The Washington Post ran this story, dateline Dover-Foxcroft, Maine (population 4213), last week.  It's not exactly about health care, but really about elder care.  An excerpt from Jeff Stein's story follows:
Across Maine, families ... are being hammered by two slow-moving demographic forces — the growth of the retirement population and a simultaneous decline in young workers — that have been exacerbated by a national worker shortage pushing up the cost of labor. The unemployment rate in Maine is 3.2 percent, below the national average of 3.7 percent. 
The disconnect between Maine’s aging population and its need for young workers to care for that population is expected to be mirrored in states throughout the country over the coming decade, demographic experts say. And that’s especially true in states with populations with fewer immigrants, who are disproportionately represented in many occupations serving the elderly, statistics show.
* * *
By 2026, Maine will be joined by more than 15 other states, according to Fitch Ratings, including Vermont and New Hampshire, Maine’s neighbors in the Northeast; Montana; Delaware; West Virginia; Wisconsin; and Pennsylvania. More than a dozen more will meet that criterion by 2030. 

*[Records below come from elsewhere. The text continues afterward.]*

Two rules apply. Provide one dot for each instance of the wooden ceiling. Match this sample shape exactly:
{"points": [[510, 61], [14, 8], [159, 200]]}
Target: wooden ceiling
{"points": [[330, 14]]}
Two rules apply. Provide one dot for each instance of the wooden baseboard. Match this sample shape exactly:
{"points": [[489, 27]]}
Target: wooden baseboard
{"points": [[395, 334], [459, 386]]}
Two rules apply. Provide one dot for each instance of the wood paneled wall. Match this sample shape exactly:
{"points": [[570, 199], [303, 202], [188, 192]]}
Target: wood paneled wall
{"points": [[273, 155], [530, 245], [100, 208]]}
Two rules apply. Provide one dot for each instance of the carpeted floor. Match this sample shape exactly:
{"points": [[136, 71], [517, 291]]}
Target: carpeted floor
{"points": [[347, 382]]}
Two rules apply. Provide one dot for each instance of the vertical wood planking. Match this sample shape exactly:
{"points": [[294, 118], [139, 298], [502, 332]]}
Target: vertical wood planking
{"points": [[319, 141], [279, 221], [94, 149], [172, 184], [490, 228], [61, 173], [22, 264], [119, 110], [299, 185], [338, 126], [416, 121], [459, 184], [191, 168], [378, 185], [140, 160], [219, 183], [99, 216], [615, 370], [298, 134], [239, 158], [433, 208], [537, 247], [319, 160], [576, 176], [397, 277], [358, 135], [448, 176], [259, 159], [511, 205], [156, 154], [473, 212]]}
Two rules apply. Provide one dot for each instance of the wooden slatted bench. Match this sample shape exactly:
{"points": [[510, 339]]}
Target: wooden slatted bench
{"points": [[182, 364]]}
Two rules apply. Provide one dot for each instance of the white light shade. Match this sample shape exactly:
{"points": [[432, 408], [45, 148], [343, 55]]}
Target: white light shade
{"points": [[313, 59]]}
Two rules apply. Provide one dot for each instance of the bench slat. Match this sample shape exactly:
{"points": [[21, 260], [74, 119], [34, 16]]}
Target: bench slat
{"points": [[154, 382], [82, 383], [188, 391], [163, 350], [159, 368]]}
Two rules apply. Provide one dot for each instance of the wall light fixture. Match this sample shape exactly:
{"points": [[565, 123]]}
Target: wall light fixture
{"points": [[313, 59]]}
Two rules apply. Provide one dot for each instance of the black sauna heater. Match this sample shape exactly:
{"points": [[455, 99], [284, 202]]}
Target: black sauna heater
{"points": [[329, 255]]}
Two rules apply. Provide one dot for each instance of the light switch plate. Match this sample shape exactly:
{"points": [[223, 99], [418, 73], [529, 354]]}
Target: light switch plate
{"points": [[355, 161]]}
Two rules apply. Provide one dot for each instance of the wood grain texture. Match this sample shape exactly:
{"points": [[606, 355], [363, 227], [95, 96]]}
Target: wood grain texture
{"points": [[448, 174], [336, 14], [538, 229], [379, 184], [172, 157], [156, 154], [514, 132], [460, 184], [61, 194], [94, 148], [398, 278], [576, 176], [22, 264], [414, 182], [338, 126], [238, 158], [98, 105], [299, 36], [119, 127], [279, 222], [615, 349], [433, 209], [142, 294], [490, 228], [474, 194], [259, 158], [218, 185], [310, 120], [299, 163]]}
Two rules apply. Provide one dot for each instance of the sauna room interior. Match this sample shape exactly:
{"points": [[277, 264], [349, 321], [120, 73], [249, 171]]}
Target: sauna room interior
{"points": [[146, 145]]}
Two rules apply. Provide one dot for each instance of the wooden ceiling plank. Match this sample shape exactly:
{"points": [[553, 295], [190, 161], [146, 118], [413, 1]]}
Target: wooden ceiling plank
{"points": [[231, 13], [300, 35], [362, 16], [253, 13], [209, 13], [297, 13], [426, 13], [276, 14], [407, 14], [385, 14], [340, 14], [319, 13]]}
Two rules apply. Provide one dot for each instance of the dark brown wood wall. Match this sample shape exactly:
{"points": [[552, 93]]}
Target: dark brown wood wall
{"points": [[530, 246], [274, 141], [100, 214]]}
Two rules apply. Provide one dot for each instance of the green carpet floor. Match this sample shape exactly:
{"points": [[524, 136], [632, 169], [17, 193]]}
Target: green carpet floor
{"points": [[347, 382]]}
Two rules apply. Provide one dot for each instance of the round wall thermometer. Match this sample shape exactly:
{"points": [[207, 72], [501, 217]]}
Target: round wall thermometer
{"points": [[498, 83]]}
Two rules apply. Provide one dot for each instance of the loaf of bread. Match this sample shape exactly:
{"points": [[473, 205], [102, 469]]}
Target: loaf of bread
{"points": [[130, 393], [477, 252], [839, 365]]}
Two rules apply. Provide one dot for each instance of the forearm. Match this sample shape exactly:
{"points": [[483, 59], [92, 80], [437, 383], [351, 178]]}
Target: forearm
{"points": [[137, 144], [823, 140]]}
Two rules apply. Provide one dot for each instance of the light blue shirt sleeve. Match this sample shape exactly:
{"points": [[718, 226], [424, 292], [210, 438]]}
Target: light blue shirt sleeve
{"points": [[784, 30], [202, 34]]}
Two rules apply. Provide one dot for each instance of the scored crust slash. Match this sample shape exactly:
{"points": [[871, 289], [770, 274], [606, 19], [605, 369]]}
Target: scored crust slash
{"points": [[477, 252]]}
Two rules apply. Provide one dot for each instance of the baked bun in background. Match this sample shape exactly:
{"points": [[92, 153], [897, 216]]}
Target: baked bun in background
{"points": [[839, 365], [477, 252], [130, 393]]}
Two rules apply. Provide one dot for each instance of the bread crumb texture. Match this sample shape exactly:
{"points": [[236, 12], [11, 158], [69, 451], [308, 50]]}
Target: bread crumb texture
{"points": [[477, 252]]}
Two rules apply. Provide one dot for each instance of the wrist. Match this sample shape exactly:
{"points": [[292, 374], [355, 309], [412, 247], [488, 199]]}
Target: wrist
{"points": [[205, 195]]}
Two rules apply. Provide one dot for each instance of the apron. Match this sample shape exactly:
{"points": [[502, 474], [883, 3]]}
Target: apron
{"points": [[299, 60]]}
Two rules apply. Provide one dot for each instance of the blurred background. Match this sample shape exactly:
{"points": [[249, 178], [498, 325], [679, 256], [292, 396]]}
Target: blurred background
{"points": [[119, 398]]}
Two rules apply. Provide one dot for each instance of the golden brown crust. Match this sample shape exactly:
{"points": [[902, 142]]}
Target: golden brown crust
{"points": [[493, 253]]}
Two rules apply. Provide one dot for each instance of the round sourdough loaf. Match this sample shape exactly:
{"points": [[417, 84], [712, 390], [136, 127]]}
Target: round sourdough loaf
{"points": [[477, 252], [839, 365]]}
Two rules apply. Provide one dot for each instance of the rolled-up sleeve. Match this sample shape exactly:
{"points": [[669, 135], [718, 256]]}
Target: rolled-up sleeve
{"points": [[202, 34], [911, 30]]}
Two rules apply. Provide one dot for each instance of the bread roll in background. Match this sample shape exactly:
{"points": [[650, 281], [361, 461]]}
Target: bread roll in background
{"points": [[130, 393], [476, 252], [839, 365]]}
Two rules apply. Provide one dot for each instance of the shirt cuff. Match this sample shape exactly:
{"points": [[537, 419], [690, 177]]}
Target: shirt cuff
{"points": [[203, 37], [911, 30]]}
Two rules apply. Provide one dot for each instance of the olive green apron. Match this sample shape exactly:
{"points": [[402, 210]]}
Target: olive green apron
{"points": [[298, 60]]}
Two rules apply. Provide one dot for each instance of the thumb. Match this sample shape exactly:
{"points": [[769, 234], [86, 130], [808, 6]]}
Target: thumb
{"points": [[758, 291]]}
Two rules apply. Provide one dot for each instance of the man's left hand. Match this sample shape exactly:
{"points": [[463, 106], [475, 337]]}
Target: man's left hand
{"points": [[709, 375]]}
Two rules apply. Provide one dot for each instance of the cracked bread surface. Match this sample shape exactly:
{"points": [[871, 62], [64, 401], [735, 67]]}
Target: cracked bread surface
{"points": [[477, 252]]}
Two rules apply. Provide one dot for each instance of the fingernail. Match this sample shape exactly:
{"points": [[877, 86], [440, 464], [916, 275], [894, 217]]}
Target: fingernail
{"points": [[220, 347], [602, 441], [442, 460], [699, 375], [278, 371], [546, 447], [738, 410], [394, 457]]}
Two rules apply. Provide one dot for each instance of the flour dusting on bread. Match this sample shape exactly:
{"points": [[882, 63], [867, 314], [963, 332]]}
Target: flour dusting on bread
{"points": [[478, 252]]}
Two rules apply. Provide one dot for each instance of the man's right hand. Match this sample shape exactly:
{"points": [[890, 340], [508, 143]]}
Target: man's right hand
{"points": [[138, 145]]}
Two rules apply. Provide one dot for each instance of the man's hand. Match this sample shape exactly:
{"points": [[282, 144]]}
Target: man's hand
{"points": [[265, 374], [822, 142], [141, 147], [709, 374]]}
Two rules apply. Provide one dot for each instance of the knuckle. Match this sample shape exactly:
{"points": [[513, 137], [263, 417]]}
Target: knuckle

Across the country, the number of seniors will grow by more than 40 million, approximately doubling between 2015 and 2050, while the population older than 85 will come close to tripling.
* * *
About one-third of Maine’s physicians are older than 60. In several rural counties in the state, close to half of the registered nurses are 55 or older and expected to retire or cut back their hours within a decade.
And here's a story, not explicitly oriented to rural but with clear spatial implications, about the use of telemedicine for the elderly.  Here's a rural healthcare story from the New York Times in July, 2018, which previously evaded me on the blog.  It includes brief anecdotes from rural health care providers from around the United States and Canada. 

Don't miss the new documentary out from Bullfrog Films, "The Providers," (as in healthcare providers) out of rural northern New Mexico.